You might have wondered, what is a conversation between the CEO, VP of Sales, and Board like?

This is the conversation you’re never privy to but shows what the conversations can be like behind closed doors. Tough decisions have to be made. As you can see here, the VP of Sales is put in a hard place. 

It’s when your board, CEO, and VP/sales made the decision to double the team and raise quotas. And it happens all the time.

Example Conversation

CEO: “The last 40 account execs hired are closing $342.7K ARR per year, so let’s add another 40.”

Board Member (who’s never sold, possibly never worked outside of finance): “When we plug that into the model, with only modest (10%?) efficiency gains, we’ll grow well over 100% for the next 3+ years. Amazing!”

VP/sales: “Wait, how are we building in 10% efficiency gains?”

CEO: “Easy, just raise quotas.”

VP/sales: “Did you model in additional attrition for when quotas go up?”

Board member: “The economy is tanking, nobody will leave.”

VP/sales: “We can maybe support doubling headcount when we roll out that new product suite, but that’s not until next year, so what if we allocated half of that additional spend to the product team?”

CEO: “No.
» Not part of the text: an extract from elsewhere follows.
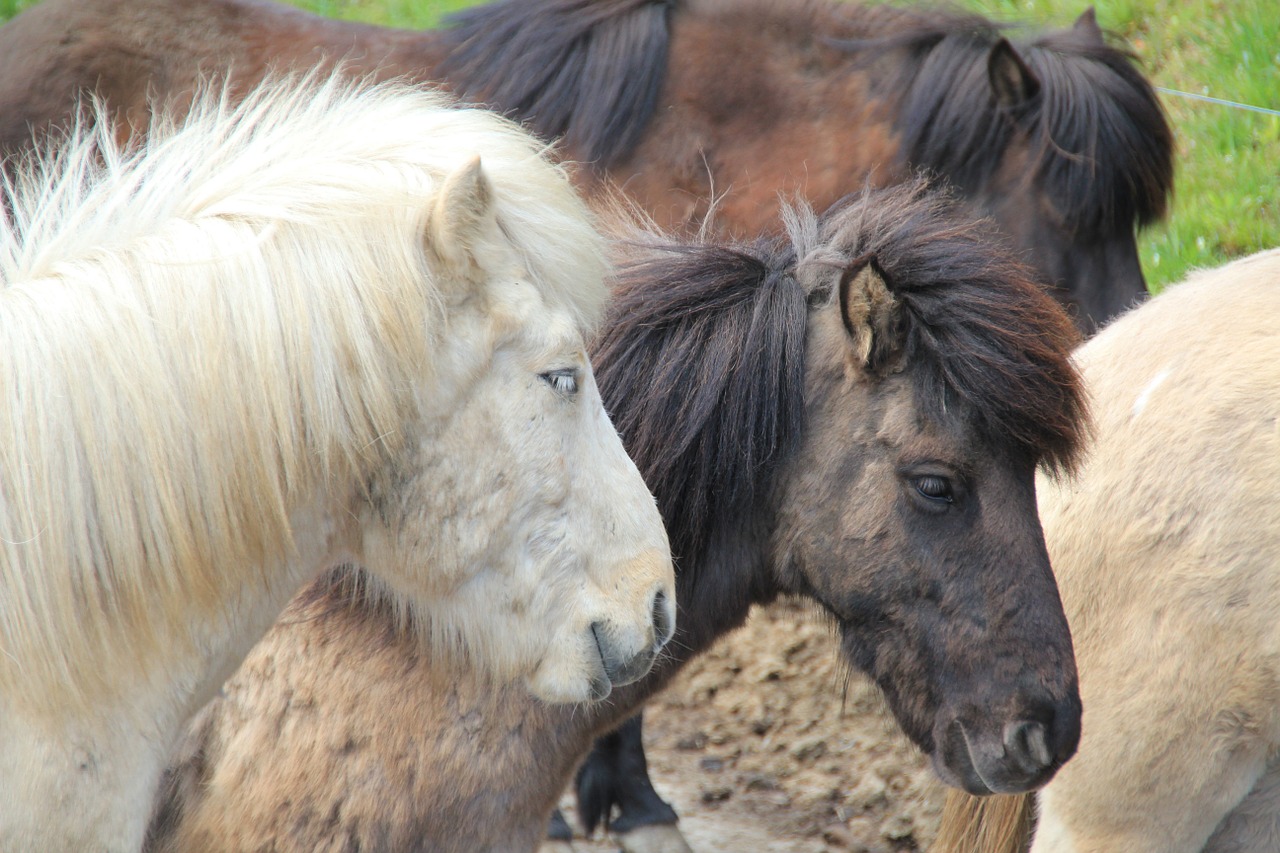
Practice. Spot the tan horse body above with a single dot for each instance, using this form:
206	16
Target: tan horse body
1166	547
By the time they’re all ramped we’ll get there, I’ll make sure it doesn’t push out.”

VP/sales: “We’ll have to split up territories which would mean modeling in a lower productivity and higher attrition rate.”

Board member: “The best VP/sales’ can work around that. PLAN IS APPROVED.”

(side note, VP/sales is a tough role)

What are your thoughts on this? Does the CEO and Board have a point or are they off base from reality? Like it or not, these types of conversations are happening all the time.

What can you do about it?

Find a company that sets realistic goals and has teams that are hitting quota consistently. You also need to look into the leadership and funding. Being heavily funded isn’t always a good thing, remember that. Maybe they use that money to try and grow way too fast where they should have been making the product better. Do your research and you should do just fine.